LoCO: Low-rank Compositional Rotation Fine-tuning
This work addresses the need for preserving geometric structure in pretrained representations during fine-tuning, offering a practical orthogonal PEFT method for high-dimensional feature spaces.
LoCO introduces a parameter-efficient fine-tuning method that uses low-rank skew-symmetric matrices and compositional rotation chains to construct orthogonal transformations, achieving superior or competitive performance across diffusion transformers, vision transformers, and language models while maintaining low computational complexity.

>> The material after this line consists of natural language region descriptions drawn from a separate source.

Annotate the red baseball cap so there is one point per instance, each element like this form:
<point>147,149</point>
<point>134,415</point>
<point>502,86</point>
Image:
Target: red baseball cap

Parameter-efficient fine-tuning (PEFT) has emerged as an critical technique for adapting large-scale foundation models across natural language processing and computer vision. While existing methods such as low-rank adaptations achieve parameter efficiency via low-rank weight updates, they are limited in their ability to preserve the geometric structure of pretrained representations. We introduce Low-rank Compositional Orthogonal fine-tuning (LoCO), a novel PEFT method that constructs orthogonal transformations through low-rank skew-symmetric matrices and compositional rotation chains. We propose an approximation scheme that enables fully parallel computation of compositional rotations, making the approach practical for high-dimensional feature spaces. Our method maintains low computational complexity while maintaining orthogonality with controlled approximation error. We validate LoCO across diverse domains, including diffusion transformer fine-tuning, vision transformer adaptation, and language model adaptation. Our method demonstrates superior or competitive performance compared to both existing orthogonal and non-orthogonal methods.